SharePoint Skills are a Major Issue
SharePoint skills are not exactly like ECM Skills. SharePoint implementation requires much more systems integration experience on the team than the implementation of the traditional ECM tools, such as Documentum, FileNet or Open Text. These vendors have spent years (decades) enabling the implementation of their products to be configuration tasks that require less systems integration than they did in the 1990s. We have found that the skills associated with the implementation of traditional ECM tools, particularly records management skills, are essential to a SharePoint RM project and that teams that lack these skills stumble as they try to learn about records management and implement it at the same time in SharePoint.

Site Provisioning is the Time to Implement Records Management within Sites
One of the most challenging elements we have seen in justifying the deployment of SharePoint 2010 for ECM and RM is that enterprise records management in SharePoint requires many elements to have been defined in advance to be consistently enabled and enforced across all sites. Furthermore, these capabilities are only useful if they can be easily integrated into the SharePoint sites that as they are widely and rapidly deployed in an organization.

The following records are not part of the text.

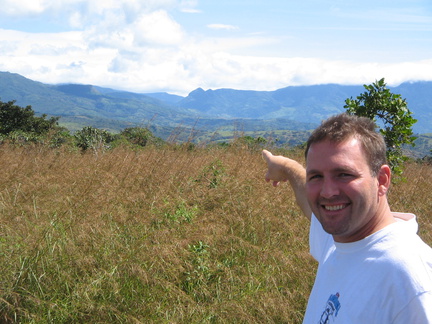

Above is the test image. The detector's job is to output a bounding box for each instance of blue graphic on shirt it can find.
[319,293,341,324]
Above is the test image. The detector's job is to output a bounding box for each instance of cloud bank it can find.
[0,0,432,95]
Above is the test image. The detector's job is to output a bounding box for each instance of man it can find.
[263,114,432,324]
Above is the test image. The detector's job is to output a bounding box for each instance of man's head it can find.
[305,113,387,176]
[306,114,394,242]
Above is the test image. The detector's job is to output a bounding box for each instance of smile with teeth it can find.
[323,205,346,211]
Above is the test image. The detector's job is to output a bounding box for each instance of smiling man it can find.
[263,114,432,324]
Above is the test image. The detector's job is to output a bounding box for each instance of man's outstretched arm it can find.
[262,150,312,220]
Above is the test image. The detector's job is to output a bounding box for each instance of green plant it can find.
[74,126,114,152]
[344,78,417,175]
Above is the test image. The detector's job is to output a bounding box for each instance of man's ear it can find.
[378,164,391,196]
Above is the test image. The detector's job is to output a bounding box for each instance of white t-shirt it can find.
[303,213,432,324]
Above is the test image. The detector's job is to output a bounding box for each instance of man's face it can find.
[306,138,380,242]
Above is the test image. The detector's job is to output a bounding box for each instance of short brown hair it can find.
[305,113,387,176]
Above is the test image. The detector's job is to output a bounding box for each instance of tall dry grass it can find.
[0,146,432,323]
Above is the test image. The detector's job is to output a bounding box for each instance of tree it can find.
[74,126,114,152]
[120,127,163,146]
[0,100,60,135]
[344,78,417,175]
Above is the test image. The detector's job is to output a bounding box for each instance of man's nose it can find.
[320,178,339,199]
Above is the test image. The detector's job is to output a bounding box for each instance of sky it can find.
[0,0,432,96]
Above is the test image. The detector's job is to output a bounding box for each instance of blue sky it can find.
[0,0,432,95]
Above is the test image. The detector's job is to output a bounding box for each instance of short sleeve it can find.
[309,214,335,263]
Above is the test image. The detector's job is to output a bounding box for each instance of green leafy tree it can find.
[0,100,60,136]
[120,127,163,146]
[344,78,417,175]
[74,126,115,152]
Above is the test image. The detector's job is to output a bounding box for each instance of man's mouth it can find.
[323,204,347,211]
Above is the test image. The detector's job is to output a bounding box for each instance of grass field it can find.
[0,145,432,323]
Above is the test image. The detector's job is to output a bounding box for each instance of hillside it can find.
[0,72,432,154]
[178,82,432,133]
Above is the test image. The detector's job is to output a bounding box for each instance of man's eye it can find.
[309,174,321,181]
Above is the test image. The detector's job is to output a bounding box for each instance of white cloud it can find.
[207,24,239,30]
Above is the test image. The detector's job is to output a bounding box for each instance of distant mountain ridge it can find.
[0,72,432,133]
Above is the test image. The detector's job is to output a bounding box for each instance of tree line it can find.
[0,78,417,174]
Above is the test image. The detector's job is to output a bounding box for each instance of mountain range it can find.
[0,72,432,147]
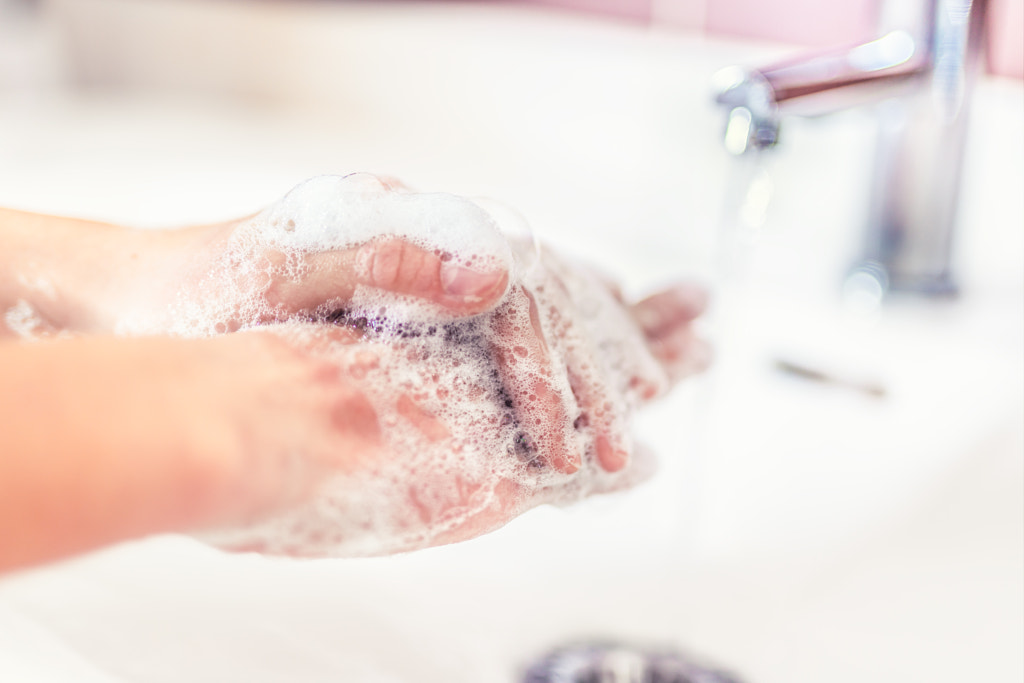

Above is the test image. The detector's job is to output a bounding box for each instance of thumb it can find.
[267,238,509,315]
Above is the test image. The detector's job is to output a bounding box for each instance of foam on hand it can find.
[192,177,668,556]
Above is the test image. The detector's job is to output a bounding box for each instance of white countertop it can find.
[0,0,1024,683]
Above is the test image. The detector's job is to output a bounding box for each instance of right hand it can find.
[203,242,708,555]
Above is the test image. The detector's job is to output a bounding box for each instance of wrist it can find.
[0,209,225,337]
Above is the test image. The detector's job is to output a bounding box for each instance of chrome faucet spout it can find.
[716,0,988,296]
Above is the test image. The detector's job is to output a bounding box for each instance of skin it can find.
[0,198,707,572]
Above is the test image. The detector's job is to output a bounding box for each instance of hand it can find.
[202,242,708,555]
[0,174,510,337]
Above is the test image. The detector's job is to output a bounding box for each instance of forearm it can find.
[0,336,323,571]
[0,209,205,338]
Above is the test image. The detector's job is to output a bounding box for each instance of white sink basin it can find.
[0,0,1024,683]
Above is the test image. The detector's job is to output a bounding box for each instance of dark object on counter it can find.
[522,642,742,683]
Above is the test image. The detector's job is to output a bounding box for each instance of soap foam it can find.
[197,176,668,556]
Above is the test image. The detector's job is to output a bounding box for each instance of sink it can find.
[0,0,1024,683]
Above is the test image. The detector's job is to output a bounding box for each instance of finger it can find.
[266,238,509,315]
[648,325,712,383]
[395,393,452,443]
[632,285,708,340]
[419,479,531,546]
[493,287,582,474]
[569,360,630,472]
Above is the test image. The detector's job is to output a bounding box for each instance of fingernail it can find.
[441,263,505,298]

This requires that a site provisioning process is carefully governed and that the standards for site provisioning, including site administration, metadata management, and navigation are defined in advance. SharePoint RM is much more difficult and expensive to impose on sites after they have been put into production than when they are created. The best time to impose these standards is at the migration to a new version of SharePoint and the time to plan for this is now if you haven't migrated to SharePoint 2010 already.

Build your Business Case Now!
SharePoint is challenging to implement for ECM and RM. SharePoint may be free to an RM project because SharePoint ECM and RM capabilities are contained in the SharePoint Standard Client Access License (CAL) that have been acquired for the enterprise, but this can create the wrong cost expectation. SharePoint add-on components are expensive and SharePoint customization can also be expensive. A Business Case is critical to justify this investment and a Roadmap is important to defining how these capabilities will be implemented in a way that adds more value than they cost.

SharePoint 2010 will enable records management to finally happen for electronic content in many enterprises, because it is tightly integrated with Microsoft Office and because it reflects how users like to interact with their content.  We believe that, with careful planning and the implementation of best practices for SharePoint 2010 RM, the SharePoint Record Center will enable compliance and provide a trusted source of information for records management purposes.